From 7fed393aa8380f2d7f7c760bbd6a2f68b5caa9ea Mon Sep 17 00:00:00 2001
From: Matthew Douglas <38992547+matthewdouglas@users.noreply.github.com>
Date: Tue, 23 Jul 2024 11:32:50 -0400
Subject: [PATCH] Fix restoration of quant_storage for CPU offloading (#1279)

* Fix restoration of quant_storage for CPU offloading

* Clarify comment on default quant_storage in Params4bit.from_prequantized()

* fix to make quant_storage dynamic based on serialized dtype

* delete obsolete comment

---------

Co-authored-by: Titus von Koeller <9048635+Titus-von-Koeller@users.noreply.github.com>
---
 bitsandbytes/nn/modules.py | 8 ++++++--
 1 file changed, 6 insertions(+), 2 deletions(-)

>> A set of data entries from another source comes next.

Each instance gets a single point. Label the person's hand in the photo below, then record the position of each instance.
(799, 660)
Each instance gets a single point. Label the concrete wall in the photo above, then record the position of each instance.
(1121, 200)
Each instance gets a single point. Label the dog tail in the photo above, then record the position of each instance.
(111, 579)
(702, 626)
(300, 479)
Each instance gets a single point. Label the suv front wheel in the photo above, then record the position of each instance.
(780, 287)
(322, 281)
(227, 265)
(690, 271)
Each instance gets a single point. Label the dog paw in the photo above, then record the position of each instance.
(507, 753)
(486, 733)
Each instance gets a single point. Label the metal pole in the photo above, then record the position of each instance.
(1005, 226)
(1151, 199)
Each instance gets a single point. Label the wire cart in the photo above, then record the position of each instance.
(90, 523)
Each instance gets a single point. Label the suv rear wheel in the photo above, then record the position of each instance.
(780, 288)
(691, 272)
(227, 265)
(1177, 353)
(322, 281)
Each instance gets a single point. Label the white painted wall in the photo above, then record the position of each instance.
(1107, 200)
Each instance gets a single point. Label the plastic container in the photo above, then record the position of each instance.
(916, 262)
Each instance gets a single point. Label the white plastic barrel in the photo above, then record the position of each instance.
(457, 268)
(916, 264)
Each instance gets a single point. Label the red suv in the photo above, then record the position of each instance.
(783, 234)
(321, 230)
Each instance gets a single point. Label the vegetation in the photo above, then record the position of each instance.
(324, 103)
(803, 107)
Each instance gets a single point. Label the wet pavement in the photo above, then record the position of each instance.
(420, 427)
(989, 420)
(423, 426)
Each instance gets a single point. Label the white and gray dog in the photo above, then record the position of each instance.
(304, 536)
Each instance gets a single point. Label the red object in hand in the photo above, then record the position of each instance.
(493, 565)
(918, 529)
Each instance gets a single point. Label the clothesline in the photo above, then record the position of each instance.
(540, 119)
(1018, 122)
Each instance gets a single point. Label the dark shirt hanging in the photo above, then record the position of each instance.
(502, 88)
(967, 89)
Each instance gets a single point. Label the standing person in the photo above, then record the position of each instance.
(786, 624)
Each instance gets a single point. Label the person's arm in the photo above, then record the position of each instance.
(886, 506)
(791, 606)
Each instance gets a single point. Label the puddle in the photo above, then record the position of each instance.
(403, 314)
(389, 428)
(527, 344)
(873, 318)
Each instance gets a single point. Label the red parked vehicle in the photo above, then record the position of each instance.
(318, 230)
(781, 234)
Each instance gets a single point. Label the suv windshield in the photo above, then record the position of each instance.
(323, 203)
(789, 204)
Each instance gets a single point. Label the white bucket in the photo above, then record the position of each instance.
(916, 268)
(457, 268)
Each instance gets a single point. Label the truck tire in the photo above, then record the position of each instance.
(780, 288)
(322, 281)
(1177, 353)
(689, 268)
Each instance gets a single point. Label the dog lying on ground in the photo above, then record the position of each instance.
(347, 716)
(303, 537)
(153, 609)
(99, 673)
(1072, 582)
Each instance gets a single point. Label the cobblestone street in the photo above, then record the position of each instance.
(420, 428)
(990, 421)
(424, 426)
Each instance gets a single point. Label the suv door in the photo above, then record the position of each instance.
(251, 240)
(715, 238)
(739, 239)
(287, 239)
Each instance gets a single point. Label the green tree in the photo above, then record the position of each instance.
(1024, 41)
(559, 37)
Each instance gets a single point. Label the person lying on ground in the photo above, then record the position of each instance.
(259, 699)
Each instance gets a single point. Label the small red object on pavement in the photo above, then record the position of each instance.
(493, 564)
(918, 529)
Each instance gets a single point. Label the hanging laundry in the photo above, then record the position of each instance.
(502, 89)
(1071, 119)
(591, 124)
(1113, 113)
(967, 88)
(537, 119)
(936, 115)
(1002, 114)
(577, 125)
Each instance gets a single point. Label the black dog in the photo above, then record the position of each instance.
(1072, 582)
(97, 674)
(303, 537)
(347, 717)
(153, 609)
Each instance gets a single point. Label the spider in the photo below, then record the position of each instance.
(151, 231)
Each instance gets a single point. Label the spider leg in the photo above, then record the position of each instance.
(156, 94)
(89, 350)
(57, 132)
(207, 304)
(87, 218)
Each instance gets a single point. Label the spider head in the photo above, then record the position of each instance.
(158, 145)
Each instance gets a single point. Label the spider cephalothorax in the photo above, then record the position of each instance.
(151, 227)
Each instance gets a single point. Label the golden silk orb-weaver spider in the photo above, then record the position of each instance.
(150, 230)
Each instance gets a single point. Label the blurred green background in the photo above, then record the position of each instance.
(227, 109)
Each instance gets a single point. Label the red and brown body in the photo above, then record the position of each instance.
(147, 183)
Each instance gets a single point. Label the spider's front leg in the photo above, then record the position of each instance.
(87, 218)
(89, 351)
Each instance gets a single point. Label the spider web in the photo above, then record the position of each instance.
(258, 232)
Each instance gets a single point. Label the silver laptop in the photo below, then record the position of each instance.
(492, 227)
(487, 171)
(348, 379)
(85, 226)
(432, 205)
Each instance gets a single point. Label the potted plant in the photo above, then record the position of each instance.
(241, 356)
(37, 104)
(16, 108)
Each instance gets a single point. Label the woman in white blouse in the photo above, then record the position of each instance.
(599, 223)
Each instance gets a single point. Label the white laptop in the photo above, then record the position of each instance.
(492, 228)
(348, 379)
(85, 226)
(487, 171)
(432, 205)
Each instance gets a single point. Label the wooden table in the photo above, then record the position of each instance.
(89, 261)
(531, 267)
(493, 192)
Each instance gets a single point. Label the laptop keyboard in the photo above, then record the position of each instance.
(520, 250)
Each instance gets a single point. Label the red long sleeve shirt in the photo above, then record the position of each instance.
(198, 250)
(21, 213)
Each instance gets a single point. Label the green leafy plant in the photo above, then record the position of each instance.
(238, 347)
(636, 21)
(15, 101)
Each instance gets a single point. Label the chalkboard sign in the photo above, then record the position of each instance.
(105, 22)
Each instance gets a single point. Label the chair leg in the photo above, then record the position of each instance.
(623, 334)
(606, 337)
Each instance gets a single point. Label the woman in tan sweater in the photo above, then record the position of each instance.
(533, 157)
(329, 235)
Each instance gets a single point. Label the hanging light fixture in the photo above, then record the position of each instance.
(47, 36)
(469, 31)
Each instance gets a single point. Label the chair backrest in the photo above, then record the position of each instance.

diff --git a/bitsandbytes/nn/modules.py b/bitsandbytes/nn/modules.py
index 05f7c04db..40766ad41 100644
--- a/bitsandbytes/nn/modules.py
+++ b/bitsandbytes/nn/modules.py
@@ -282,10 +282,13 @@ def from_prequantized(
         self.compress_statistics = self.quant_state.nested
         self.quant_type = self.quant_state.quant_type
         self.bnb_quantized = True
+
+        self.quant_storage = data.dtype
+
         return self
 
     def _quantize(self, device):
-        w = self.data.contiguous().cuda(device)
+        w = self.data.contiguous().to(device)
         w_4bit, quant_state = bnb.functional.quantize_4bit(
             w,
             blocksize=self.blocksize,
@@ -333,6 +336,7 @@ def to(self, *args, **kwargs):
                 blocksize=self.blocksize,
                 compress_statistics=self.compress_statistics,
                 quant_type=self.quant_type,
+                quant_storage=self.quant_storage,
             )
 
             return new_param
@@ -450,7 +454,7 @@ def forward(self, x: torch.Tensor):
                 # since we registered the module, we can recover the state here
                 assert self.weight.shape[1] == 1
                 if not isinstance(self.weight, Params4bit):
-                    self.weight = Params4bit(self.weight, quant_storage=self.quant_storage)
+                    self.weight = Params4bit(self.weight, quant_storage=self.quant_storage, bnb_quantized=True)
                 self.weight.quant_state = self.quant_state
             else:
                 print(